Reincarnation Of The Strongest Sword God Bölüm 1357 - Savaş Tanrısı Tapınağı'nın Ödülü
Savaş Tanrısı Tapınağı'nın dördüncü katındaki Zafer Salonu'nda, Kıdemli Yönetici Roland Shi Feng'i salonun Astroloji odalarından birine götürdü.
Astroloji Odası gece kadar karanlıktı, dairesel tavan ise gece gökyüzü gibi parlıyordu. Zaman zaman yıldızlar kayıyordu. Odanın güzelliği büyüleyiciydi.
Shi Feng odaya girdiğinde Roland dışarıdan gelen kapıları kapattı. Shi Feng anında içinde tarif edilemez derecede hoş bir his oluştuğunu hissetti. Büyüleyici manzara karşısında, hayatının geri kalanında bu odada kalma arzusuna engel olamadı.
Buradaki Mana yoğunluğu neden bu kadar yüksek? Shi Feng etrafını saran inanılmaz yoğunluktaki Mana'yı merak ediyordu.
İlk kez bir Astroloji odasına ayak basıyordu. Savaş Tanrısı Tapınağı'nın Astroloji odaları oyunculara yasaktı. Bir Kötü Tanrı Havarisini yakalamış olmasaydı Roland onu buraya getirmezdi.
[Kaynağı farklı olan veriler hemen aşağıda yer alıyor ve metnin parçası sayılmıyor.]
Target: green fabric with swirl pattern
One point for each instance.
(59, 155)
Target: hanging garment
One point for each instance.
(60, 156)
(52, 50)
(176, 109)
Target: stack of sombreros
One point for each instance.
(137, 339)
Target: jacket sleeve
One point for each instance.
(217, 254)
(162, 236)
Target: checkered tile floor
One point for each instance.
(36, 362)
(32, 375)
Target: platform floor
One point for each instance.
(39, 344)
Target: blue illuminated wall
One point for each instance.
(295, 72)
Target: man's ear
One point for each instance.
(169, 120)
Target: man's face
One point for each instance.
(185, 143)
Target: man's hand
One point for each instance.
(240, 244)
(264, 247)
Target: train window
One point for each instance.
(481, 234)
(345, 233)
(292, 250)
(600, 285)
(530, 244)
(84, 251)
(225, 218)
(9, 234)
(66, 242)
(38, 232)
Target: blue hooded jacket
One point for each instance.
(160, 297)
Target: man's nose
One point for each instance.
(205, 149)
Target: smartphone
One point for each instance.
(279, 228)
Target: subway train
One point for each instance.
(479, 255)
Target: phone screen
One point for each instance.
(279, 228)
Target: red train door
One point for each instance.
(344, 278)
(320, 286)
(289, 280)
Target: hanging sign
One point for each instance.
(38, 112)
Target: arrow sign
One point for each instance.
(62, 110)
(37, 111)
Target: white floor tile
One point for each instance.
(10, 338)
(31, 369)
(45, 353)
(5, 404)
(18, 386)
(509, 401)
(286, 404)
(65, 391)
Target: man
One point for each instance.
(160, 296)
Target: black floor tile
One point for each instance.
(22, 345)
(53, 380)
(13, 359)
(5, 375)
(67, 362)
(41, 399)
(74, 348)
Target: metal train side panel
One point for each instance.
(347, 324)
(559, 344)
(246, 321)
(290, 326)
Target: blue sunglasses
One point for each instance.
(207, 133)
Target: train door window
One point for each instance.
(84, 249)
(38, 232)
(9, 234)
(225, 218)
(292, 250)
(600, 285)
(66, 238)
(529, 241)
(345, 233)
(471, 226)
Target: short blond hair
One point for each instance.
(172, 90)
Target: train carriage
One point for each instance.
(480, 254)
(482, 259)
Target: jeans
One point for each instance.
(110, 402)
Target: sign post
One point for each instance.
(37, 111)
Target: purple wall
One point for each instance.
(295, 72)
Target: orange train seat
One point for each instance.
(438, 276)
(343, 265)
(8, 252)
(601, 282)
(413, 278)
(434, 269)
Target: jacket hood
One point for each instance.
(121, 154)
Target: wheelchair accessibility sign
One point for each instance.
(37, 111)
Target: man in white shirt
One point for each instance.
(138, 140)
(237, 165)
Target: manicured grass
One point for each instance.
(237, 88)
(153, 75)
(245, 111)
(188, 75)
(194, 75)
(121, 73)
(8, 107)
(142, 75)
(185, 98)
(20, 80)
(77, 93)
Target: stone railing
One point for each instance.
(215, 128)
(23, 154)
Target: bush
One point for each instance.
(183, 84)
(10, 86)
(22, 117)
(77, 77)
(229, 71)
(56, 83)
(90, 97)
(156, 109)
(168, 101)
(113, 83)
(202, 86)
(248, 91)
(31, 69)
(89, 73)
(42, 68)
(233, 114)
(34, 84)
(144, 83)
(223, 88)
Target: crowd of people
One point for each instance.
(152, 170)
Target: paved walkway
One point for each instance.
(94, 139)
Odaya girmeden önce Shi Feng içeride olağan bir Mana yoğunluğu hissetmemişti.
Ancak Roland ayrılıp kapıları kapatır kapatmaz Mana boşluğu doldurmaya başladı. Üç Sihirli Kulenin desteğine sahip olan Taş Orman Kasabası'nın Mana'sından üç kat daha yoğundu.
Oyuncular böyle bir ortamda diğer uzmanlarla düello yapabilse ya da Beceri ve Büyülerini uygulayabilse, gelişimleri şaşırtıcı olurdu.
"Genç maceracı, işte geldin."
Derin bir ses tüm Astroloji Odası'nda yankılandı. Shi Feng elinde olmadan sesin kaynağına doğru döndü. Koyu mavi büyücü cübbesi giymiş ve elinde bir asa tutan yaşlı bir adam gördü. Yaşlı adam sanki yeni bir Büyü arıyormuş gibi sihirli bir su topunu manipüle ediyordu.
Bu yaşlı adam, Beyaz Nehir Şehri Savaş Tanrısı Tapınağı'ndaki üç Tapınak Lordu Yardımcısından biri olan Capra'dan başkası değildi. Seviye 180, Kademe 3 Büyük Büyücüydü. Beyaz Nehir Şehrindeki en yaşlı NPC olarak kabul edilebilirdi; Yargıç Weissman bile onun kadar yaşlı değildi.
Capra, Beyaz Nehir Şehrindeki en bilgili NPC olmalıydı. Ne de olsa Capra sadece 3. Kademe Büyük Büyücü değil, aynı zamanda bir Büyü Dizisi Ustasıydı[1]. Ancak, Sharlyn'in Beyaz Nehir Şehri'nin kütüphanesini işgal etmesi nedeniyle ikinci sırada yer alıyordu.
"Bir Kötü Tanrı Havarisi yakaladığınızı duydum?"
"Evet, Lord Capra." Shi Feng hemen çantasından Mobil Hapishaneyi çıkardı.
Kristal küreyi ortaya çıkarır çıkarmaz küre kayboldu ve Capra'nın elinde yeniden belirdi.
"Fena değil. Bu gerçekten de bir Kötü Tanrı Havarisi." Capra hafifçe başını salladı.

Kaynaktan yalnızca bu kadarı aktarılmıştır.